LP investors are increasingly scrutinous


Paul Woods, director of sustainability & ESG, Arrow Global Group

If it seems to you that the general question of “why does ESG matter?” is repeatedly asked, then that is a good indicator of its increasing prominence across the alternative assets industry.

This is, of course, in conjunction with countless topics that can be included under the ESG umbrella depending on who you are engaging with in the private equity space. In the private debt and real estate markets, an increasing focus on environmental considerations may take precedence over social and governance issues for many, all depending on the nature of the investment and the type of counterparty or opportunity they are assessing. Is climate change more important than diversity, equity and inclusion (DE&I) when raising funds from an increasingly scrutinous field of LP investors?

Put simply, that will depend on a number of factors, not least those which are most important to the same LP investors who themselves are beholden to their stakeholders.

So, why continue to wrestle with such uncertainty? To understand why LPs and GPs alike place such time and effort on these topics is to understand key drivers of societal and economic change. From an investment perspective, this boils down to risk assessment and reputational risk management for the modern era – and the outcome can mean finding upside opportunity as well as avoiding unacceptable risk

The fact remains that whether by internal choice and alignment with a firm’s purpose or driven by external pressures – be that from governments, regulators, shareholders or customers – the ESG fact-finding and decision-making process is neither uniform nor entirely consistent from one asset manager to the next. There are though, increasingly common approaches taken to fund due diligence, reporting and the embedding of ESG considerations into a broader mindset across firms’ core processes. The move to include ESG factors and KPIs directly into fundraising and portfolio management is evidence of this shifting approach.

Taking a step back from all of this and viewing this landscape through the eyes of an investor makes it easy to empathise with the scale of the challenge, notably at the due diligence stage of the fundraising process.
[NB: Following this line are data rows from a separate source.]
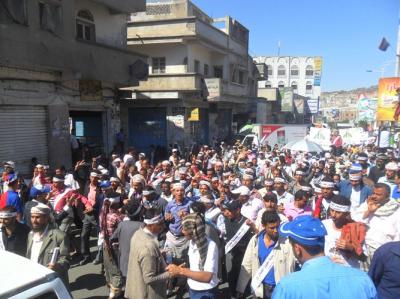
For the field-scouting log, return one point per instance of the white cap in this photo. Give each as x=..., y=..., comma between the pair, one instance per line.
x=242, y=190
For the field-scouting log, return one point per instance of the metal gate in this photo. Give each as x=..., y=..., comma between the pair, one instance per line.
x=147, y=126
x=23, y=135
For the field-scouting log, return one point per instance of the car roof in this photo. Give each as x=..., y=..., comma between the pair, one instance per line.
x=17, y=271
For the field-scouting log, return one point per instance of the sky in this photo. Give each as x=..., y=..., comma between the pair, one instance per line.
x=346, y=33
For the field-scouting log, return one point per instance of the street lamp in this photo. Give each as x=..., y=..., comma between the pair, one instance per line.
x=382, y=71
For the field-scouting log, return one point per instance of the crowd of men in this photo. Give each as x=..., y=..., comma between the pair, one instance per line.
x=269, y=222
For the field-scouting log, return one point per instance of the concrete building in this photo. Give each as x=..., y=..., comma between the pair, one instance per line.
x=61, y=64
x=201, y=77
x=296, y=75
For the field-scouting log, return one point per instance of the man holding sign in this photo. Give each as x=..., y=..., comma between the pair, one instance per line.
x=267, y=259
x=238, y=235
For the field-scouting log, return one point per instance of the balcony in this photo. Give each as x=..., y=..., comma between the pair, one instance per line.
x=170, y=82
x=124, y=6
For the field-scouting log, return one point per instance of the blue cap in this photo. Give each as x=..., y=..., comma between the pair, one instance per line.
x=105, y=184
x=305, y=230
x=12, y=178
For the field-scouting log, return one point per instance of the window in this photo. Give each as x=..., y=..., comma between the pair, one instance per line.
x=294, y=71
x=50, y=15
x=309, y=88
x=281, y=71
x=197, y=66
x=13, y=11
x=206, y=70
x=309, y=71
x=241, y=77
x=294, y=86
x=85, y=28
x=270, y=70
x=218, y=72
x=158, y=65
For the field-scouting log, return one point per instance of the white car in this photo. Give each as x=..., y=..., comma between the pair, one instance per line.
x=22, y=278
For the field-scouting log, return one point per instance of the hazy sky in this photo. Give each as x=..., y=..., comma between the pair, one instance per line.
x=346, y=33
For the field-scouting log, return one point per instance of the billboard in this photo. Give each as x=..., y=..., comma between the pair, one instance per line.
x=366, y=109
x=317, y=71
x=388, y=100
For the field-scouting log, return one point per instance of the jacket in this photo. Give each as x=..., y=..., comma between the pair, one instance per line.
x=284, y=263
x=54, y=238
x=345, y=189
x=146, y=277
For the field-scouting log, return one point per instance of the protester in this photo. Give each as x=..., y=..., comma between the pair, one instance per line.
x=13, y=234
x=319, y=277
x=266, y=248
x=238, y=235
x=345, y=239
x=11, y=197
x=300, y=205
x=147, y=274
x=202, y=273
x=47, y=245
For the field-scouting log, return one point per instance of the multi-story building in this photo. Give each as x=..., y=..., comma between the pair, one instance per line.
x=343, y=105
x=201, y=77
x=61, y=64
x=301, y=73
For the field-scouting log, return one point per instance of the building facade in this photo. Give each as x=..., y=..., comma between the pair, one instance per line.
x=61, y=64
x=298, y=77
x=344, y=105
x=201, y=77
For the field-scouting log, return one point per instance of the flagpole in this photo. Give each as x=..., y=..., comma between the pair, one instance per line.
x=397, y=74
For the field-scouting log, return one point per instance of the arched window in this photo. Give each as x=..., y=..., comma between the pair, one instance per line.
x=294, y=86
x=270, y=70
x=309, y=87
x=281, y=71
x=294, y=72
x=309, y=71
x=85, y=27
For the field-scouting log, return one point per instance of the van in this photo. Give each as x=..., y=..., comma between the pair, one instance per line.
x=22, y=278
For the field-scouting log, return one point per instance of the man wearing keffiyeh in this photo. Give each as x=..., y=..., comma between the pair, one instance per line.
x=203, y=260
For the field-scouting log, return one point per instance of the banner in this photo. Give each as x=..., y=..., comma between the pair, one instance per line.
x=352, y=136
x=388, y=100
x=366, y=109
x=322, y=136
Increasingly, ongoing updates and metrics are shared throughout the life cycle of the process so that each counterparty can report in a timely and accurate way to their own stakeholders. Defining these key areas early on will be critical to long-term success.

Where perfect data does not exist, it is easier to close gaps when reporting priorities are clear and – ideally – aligned between investor and investee. If the information requested is truly useful and actionable, one would expect management teams on both sides of the table to take a keen interest. It is clear that the ability to deliver on investor expectations in that regard is critical to the success of the specific transaction, a key driver for any future ability to do business together, and an overall marker of the alignment in culture and business goals of the two parties. There is a need for asset managers to understand what really matters to their LP investors and improve transparency in those areas, as well as each LP being able to adjust their own due diligence and reporting requirements to suit the materiality and risk profile of the manager. When neither occur, the end outcome is unlikely to be successful in the long term, and when aligned the increased insight is invaluable.

Of course, this brings us to a pivotal question – where does all this data come from and who is responsible for it? If it is commonly understood that it is to the benefit of all parties to ensure transparency over pertinent issues via agreed metrics and KPIs, then it follows that robust data capture and reporting processes should support this. The exact nature of this may differ from one structure to another, but thematically this requires clear ownership within functional or business teams, agreed definitions and timings for data and metrics, and a process for collation and assurance of the outputs. For many organisations, not just in private equity, oversight through a central sustainability team can help instigate these processes and support ongoing alignment between investor and manager.

From a fund manager perspective, maturing quantitative assessment of ESG characteristics provides invaluable support during fund raising by proving more detailed insights for potential investors, yet it also has the additional benefit of delivering management information to assist with the delivery of programmes across the ESG focus areas that the leadership team are committed to.

Being passionate about the quantitative assessment of these aspirations is key for any asset manager – by providing reliable measures they can assist investors in determining what matters to them, how the manager reacts and responds to changing environmental, societal and economic challenges, and how these matters are a fundamental part of any financial risk assessment.